Terror surged through his veins. He whirled one way and then the other before finally picking a direction. After turning two corners, he came across one of the men in a black suit, who lunged at him with a snarl. Tom turned and fled back the other way only to run into another. They descended on him, pulling him to the ground and binding his hands and feet. A cloth bag was pulled over his head. He felt the sting of a needle entering his arm and everything went dark.

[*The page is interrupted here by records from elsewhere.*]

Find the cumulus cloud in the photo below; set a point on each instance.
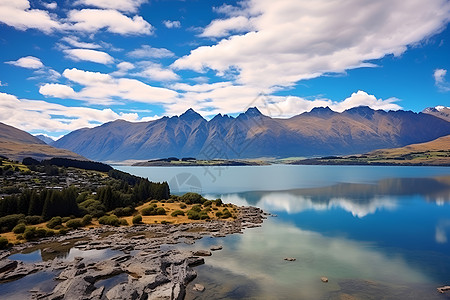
(104, 89)
(92, 20)
(51, 5)
(122, 5)
(57, 90)
(157, 72)
(278, 43)
(75, 42)
(18, 14)
(28, 62)
(89, 55)
(146, 51)
(35, 115)
(172, 24)
(439, 79)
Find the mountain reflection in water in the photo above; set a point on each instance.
(358, 199)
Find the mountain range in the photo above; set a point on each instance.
(16, 144)
(252, 134)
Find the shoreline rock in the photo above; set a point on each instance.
(152, 273)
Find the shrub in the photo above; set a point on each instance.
(33, 220)
(137, 219)
(75, 223)
(160, 211)
(87, 219)
(193, 215)
(7, 223)
(177, 213)
(3, 243)
(112, 220)
(149, 211)
(29, 233)
(196, 208)
(123, 211)
(55, 221)
(192, 198)
(19, 228)
(40, 232)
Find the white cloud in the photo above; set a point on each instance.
(221, 28)
(439, 79)
(123, 68)
(75, 42)
(103, 89)
(156, 72)
(19, 15)
(35, 115)
(57, 90)
(28, 62)
(92, 20)
(122, 5)
(146, 51)
(89, 55)
(51, 5)
(293, 40)
(172, 24)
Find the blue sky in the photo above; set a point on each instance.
(72, 64)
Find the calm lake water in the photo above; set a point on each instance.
(374, 232)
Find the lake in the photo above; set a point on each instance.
(374, 232)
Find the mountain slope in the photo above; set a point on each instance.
(439, 111)
(252, 134)
(16, 144)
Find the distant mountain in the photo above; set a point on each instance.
(16, 144)
(45, 139)
(252, 134)
(442, 112)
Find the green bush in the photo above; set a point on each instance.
(75, 223)
(55, 221)
(193, 215)
(3, 243)
(196, 208)
(33, 220)
(19, 228)
(137, 219)
(87, 219)
(112, 220)
(160, 211)
(192, 198)
(29, 233)
(123, 211)
(7, 223)
(177, 213)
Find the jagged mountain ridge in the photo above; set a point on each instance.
(252, 134)
(16, 144)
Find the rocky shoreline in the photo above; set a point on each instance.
(153, 272)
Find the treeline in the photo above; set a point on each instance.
(121, 192)
(67, 162)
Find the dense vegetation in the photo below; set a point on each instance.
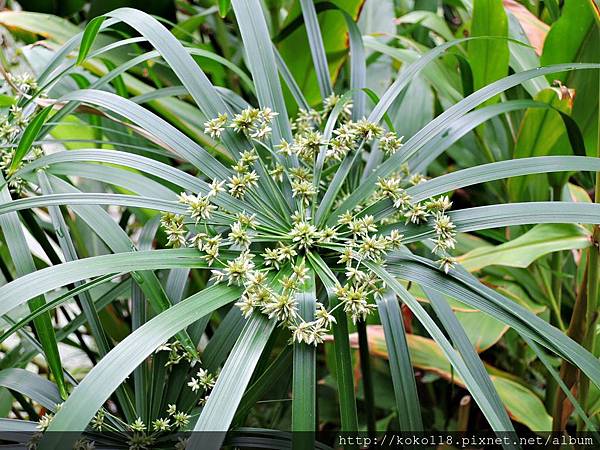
(346, 215)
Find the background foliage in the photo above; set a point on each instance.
(527, 276)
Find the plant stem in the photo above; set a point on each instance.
(593, 280)
(365, 368)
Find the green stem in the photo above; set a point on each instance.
(365, 368)
(592, 294)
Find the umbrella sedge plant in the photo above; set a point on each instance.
(303, 225)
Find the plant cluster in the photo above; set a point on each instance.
(269, 262)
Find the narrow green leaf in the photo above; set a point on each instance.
(29, 135)
(31, 385)
(460, 284)
(471, 358)
(225, 397)
(116, 366)
(304, 381)
(341, 344)
(438, 125)
(24, 265)
(44, 280)
(224, 7)
(317, 50)
(88, 38)
(403, 377)
(488, 58)
(535, 243)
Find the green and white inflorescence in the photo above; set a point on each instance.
(270, 262)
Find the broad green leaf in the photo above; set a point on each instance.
(261, 61)
(24, 265)
(437, 125)
(522, 251)
(317, 49)
(488, 57)
(224, 7)
(427, 19)
(45, 25)
(231, 383)
(482, 329)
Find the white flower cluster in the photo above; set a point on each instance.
(272, 264)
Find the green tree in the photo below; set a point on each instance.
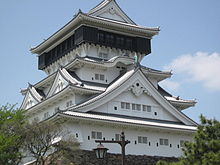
(11, 121)
(205, 148)
(47, 142)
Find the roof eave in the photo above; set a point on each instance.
(83, 17)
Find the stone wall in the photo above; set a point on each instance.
(89, 158)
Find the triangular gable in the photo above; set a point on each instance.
(62, 79)
(125, 83)
(32, 98)
(109, 9)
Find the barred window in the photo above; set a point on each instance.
(142, 139)
(164, 142)
(96, 135)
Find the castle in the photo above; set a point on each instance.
(97, 86)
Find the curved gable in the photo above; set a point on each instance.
(109, 9)
(125, 83)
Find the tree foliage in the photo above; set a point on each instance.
(11, 122)
(205, 148)
(45, 142)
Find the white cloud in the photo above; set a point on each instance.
(200, 67)
(170, 85)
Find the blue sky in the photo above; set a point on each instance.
(188, 44)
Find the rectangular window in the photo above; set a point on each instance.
(56, 109)
(182, 143)
(123, 105)
(133, 106)
(164, 142)
(96, 135)
(99, 77)
(101, 37)
(117, 137)
(127, 105)
(142, 139)
(146, 108)
(46, 115)
(102, 77)
(69, 103)
(103, 55)
(136, 107)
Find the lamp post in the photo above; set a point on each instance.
(101, 149)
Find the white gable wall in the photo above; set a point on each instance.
(88, 74)
(114, 107)
(50, 109)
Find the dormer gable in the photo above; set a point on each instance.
(136, 82)
(109, 9)
(32, 97)
(62, 79)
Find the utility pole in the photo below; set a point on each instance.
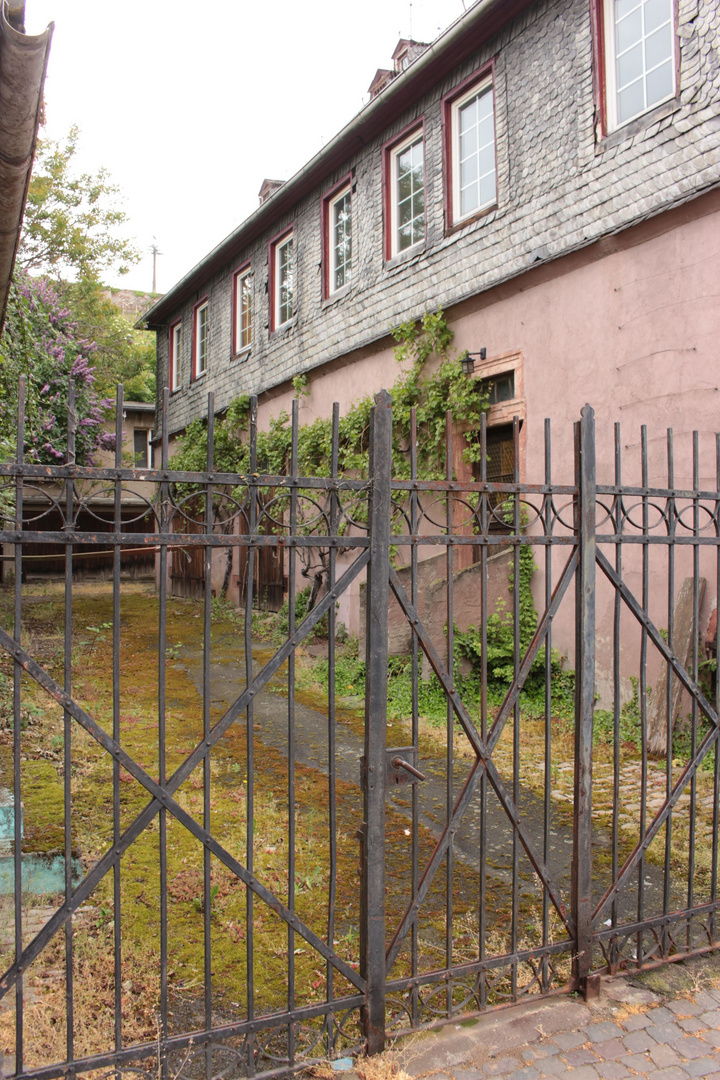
(155, 252)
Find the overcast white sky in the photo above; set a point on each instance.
(190, 106)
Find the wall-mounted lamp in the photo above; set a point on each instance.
(467, 362)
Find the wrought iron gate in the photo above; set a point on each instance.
(497, 875)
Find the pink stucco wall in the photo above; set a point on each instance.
(630, 325)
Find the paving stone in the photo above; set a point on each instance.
(661, 1015)
(553, 1067)
(705, 1000)
(584, 1072)
(702, 1066)
(580, 1056)
(639, 1063)
(683, 1007)
(569, 1040)
(637, 1041)
(664, 1033)
(610, 1049)
(664, 1055)
(636, 1022)
(598, 1033)
(539, 1053)
(500, 1065)
(612, 1070)
(690, 1047)
(692, 1024)
(527, 1074)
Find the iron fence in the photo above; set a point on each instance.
(524, 845)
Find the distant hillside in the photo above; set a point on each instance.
(132, 301)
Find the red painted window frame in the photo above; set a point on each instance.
(392, 144)
(240, 272)
(347, 181)
(487, 71)
(172, 382)
(600, 68)
(273, 244)
(195, 309)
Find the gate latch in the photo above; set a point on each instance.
(403, 766)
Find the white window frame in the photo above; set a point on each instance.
(331, 245)
(279, 247)
(484, 85)
(175, 348)
(612, 122)
(243, 275)
(201, 342)
(417, 136)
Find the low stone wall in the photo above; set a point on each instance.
(432, 607)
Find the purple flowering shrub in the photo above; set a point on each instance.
(41, 341)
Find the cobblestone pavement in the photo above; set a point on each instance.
(664, 1024)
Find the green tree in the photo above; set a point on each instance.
(73, 227)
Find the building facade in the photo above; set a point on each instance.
(548, 174)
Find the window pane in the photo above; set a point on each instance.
(140, 447)
(629, 102)
(628, 31)
(475, 153)
(629, 67)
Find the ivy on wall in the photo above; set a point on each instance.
(431, 394)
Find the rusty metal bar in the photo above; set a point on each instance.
(372, 915)
(582, 855)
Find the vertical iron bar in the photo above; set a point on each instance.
(249, 895)
(643, 688)
(516, 707)
(415, 867)
(67, 727)
(207, 615)
(291, 585)
(693, 701)
(484, 700)
(585, 601)
(716, 750)
(331, 795)
(372, 920)
(17, 785)
(162, 659)
(668, 689)
(449, 566)
(616, 682)
(117, 557)
(548, 700)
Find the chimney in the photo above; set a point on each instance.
(269, 188)
(15, 12)
(406, 52)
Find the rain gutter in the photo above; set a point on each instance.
(23, 67)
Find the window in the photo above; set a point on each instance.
(200, 339)
(140, 447)
(338, 218)
(472, 180)
(174, 359)
(406, 192)
(282, 280)
(639, 42)
(242, 331)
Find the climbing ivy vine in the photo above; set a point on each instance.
(432, 394)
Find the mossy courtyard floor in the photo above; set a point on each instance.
(289, 808)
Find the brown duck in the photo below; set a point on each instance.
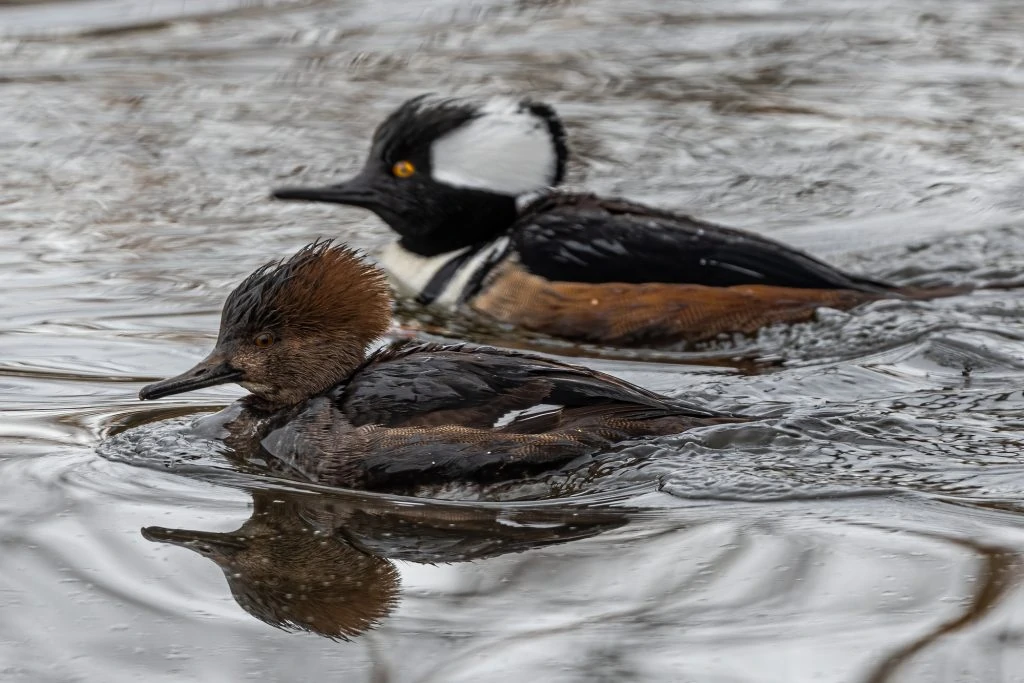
(296, 335)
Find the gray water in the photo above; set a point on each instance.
(868, 529)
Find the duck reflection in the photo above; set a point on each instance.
(322, 563)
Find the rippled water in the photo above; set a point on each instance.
(867, 529)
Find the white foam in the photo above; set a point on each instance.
(506, 150)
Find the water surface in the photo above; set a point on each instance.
(867, 529)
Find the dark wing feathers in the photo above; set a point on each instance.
(427, 385)
(582, 238)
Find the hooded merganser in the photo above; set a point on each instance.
(454, 178)
(295, 334)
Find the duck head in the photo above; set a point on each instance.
(444, 173)
(293, 329)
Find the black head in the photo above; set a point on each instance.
(444, 172)
(293, 329)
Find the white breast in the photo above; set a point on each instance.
(410, 273)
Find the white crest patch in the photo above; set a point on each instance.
(505, 150)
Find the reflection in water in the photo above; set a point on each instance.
(998, 574)
(321, 563)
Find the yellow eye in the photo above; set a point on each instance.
(403, 169)
(263, 340)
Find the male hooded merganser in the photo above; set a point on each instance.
(452, 175)
(295, 334)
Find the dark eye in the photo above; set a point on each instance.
(263, 340)
(403, 169)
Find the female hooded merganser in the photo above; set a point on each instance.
(450, 175)
(295, 334)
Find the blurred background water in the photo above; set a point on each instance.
(868, 529)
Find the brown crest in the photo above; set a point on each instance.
(324, 287)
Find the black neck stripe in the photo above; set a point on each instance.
(443, 275)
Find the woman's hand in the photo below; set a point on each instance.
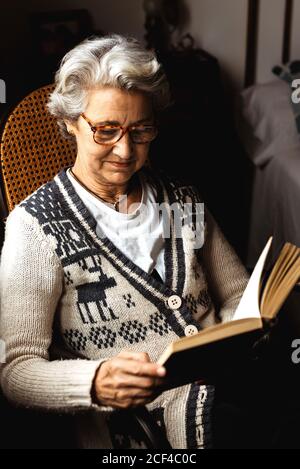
(128, 380)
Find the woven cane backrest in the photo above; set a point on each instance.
(32, 149)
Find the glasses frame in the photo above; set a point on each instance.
(94, 129)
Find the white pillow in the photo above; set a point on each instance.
(269, 116)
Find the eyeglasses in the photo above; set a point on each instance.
(110, 134)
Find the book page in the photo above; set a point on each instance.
(249, 305)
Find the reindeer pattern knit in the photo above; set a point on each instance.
(71, 299)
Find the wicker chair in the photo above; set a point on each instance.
(32, 150)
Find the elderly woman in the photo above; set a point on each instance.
(93, 285)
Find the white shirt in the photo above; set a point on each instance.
(138, 235)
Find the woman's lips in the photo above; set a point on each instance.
(120, 165)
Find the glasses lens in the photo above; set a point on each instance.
(143, 134)
(108, 134)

Tom woke to the bag being pulled off his face. Once his eyes adjusted to the light of the morning, he understood that he was tied to a chair and sitting on a balcony high up in a building on the west side of the bay. The North Tower was already belching out black smoke. It was the morning of the 11th. He squirmed against the bonds. The second plane moved into his view on the right, headed for the South Tower. Tom groaned. He felt ill. He lost control of his body, which was heaving from sickness or sobbing—he could not tell which. The second plane collided with the tower, and the rumble of the impact echoed over the water. Then he heard a voice behind him, the same hateful voice he had heard over the phone.
“Men are so quick to blame the gods. But they themselves, in their depravity, design griefs far greater than what fate assigns.”
He did not respond to the voice. He heard footsteps soon after as the speaker walked away. Tom begged Glory to save him in a strangled voice. The angel did not appear. Then he heard the shrieking of the whirlwind in his ears and his vision began to go black. His skin felt very cold. Suddenly his arms could move again, and he was floating in the world of in-between.
Tom went limp. He did not fight the wind. He felt his body descending to the ground in a slow spiral like a stunned insect, until finally he lay in a heap on the chilly, damp rock of the chaotic planet’s surface. He lay unmoving for at least an hour before rising to his knees. He was near the smooth area of terrain that he had seen from above on a prior visit. Now, from his position on the ground, he observed clearly that it was a colossal human form, lying among the crags of volcanic rock, bound by chains from shackles on its wrists to two great pillars. The bald head, the size of a small house, rested a few hundred feet away with closed eyes.